1日午後、都内で開かれた記者会見のおもな一問一答は次のとおり。
■企画力と判断力、行動力を評価
――佐藤社長は川崎専務のどういう点を評価しているのか。
佐藤:川崎専務とは10年来の付き合いだ。川崎専務は当社の将来を語るとき、紙で書いて渡してくるが、それらが的確で企画力もある。それくらい日ごろから当社のあるべき姿、道筋を考えている。プロジェクトを頼むときの行動の速さ、的確さは目を見張るものがある。
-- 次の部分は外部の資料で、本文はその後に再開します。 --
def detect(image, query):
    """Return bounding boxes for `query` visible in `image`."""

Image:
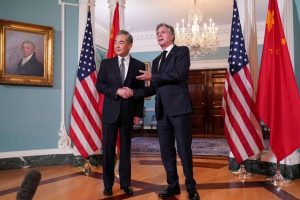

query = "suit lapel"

[112,56,122,85]
[124,57,135,84]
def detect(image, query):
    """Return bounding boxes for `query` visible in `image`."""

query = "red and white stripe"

[222,65,264,163]
[70,71,102,158]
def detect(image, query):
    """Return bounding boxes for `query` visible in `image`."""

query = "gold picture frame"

[0,19,54,86]
[144,62,151,100]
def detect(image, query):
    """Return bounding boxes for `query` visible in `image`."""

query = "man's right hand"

[117,87,133,99]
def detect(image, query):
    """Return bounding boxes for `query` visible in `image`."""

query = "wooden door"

[189,69,226,137]
[207,70,226,136]
[189,70,207,136]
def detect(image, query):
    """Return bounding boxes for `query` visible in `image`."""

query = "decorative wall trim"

[0,149,73,159]
[190,59,228,70]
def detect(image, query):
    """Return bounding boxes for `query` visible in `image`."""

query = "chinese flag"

[256,0,300,161]
[107,3,120,58]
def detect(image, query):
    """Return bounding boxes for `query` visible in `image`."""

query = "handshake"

[117,87,133,99]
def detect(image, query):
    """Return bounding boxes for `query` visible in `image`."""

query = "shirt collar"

[164,44,174,56]
[118,54,130,62]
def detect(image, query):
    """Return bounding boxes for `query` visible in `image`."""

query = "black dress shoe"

[188,190,200,200]
[121,186,133,195]
[158,187,180,198]
[103,188,112,196]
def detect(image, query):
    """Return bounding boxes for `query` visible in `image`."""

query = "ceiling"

[95,0,268,33]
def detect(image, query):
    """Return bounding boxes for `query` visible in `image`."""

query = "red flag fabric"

[222,0,264,163]
[70,12,101,158]
[257,0,300,161]
[107,3,120,58]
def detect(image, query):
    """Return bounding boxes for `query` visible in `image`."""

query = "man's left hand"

[136,70,151,81]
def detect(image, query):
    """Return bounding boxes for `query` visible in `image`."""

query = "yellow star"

[266,10,274,32]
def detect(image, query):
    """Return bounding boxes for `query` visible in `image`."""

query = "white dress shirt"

[118,54,130,80]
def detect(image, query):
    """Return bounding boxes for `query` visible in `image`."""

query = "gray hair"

[156,23,175,42]
[22,40,35,49]
[117,30,133,44]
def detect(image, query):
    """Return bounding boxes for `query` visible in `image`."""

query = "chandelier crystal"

[175,0,220,57]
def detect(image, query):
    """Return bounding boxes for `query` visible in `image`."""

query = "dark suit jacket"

[15,53,44,76]
[96,56,145,124]
[135,45,192,119]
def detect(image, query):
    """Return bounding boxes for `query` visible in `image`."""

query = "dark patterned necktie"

[158,50,168,71]
[120,58,125,84]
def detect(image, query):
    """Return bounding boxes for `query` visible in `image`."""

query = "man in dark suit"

[134,23,200,200]
[15,40,44,76]
[96,30,145,196]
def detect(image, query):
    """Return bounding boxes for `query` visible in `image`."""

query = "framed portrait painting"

[0,19,54,86]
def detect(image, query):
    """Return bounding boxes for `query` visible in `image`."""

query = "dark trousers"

[157,112,196,191]
[102,116,132,188]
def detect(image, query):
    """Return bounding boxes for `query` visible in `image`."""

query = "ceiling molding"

[96,22,265,52]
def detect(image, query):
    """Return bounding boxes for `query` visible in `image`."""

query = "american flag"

[70,12,101,158]
[222,0,264,163]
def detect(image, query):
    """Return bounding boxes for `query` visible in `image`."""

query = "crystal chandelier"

[175,0,219,57]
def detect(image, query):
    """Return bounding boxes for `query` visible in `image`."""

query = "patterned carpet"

その他、若い者をまとめる力や他社と連携する力などいろいろあると思うが、まとめると、企画する力と判断する力、行動する力だと思う。
――新社長を選ぶ上で、技術系出身者に対する思いがあったのか。2010年に川崎専務に経営企画担当を任せたときから、後継者として目星をつけていたのか。
佐藤:私自身が技術系で、技術に対するこだわりはあるが、技術系(出身者)へのこだわりはない。取締役はみんな後継者だと思っていた。川崎専務のことは、3年前から、後継者候補(のひとり)として、もちろん考えていた。その他にも候補者がいたわけだが、彼が資質を開花させてくれた。(社長打診の)決め手になったことは、たとえば、コベルコビジョンを作る議論の時に、もっているビジョンとか、鉄鋼事業の業績悪化に対する決断と実行の速さなど。それが大きかった。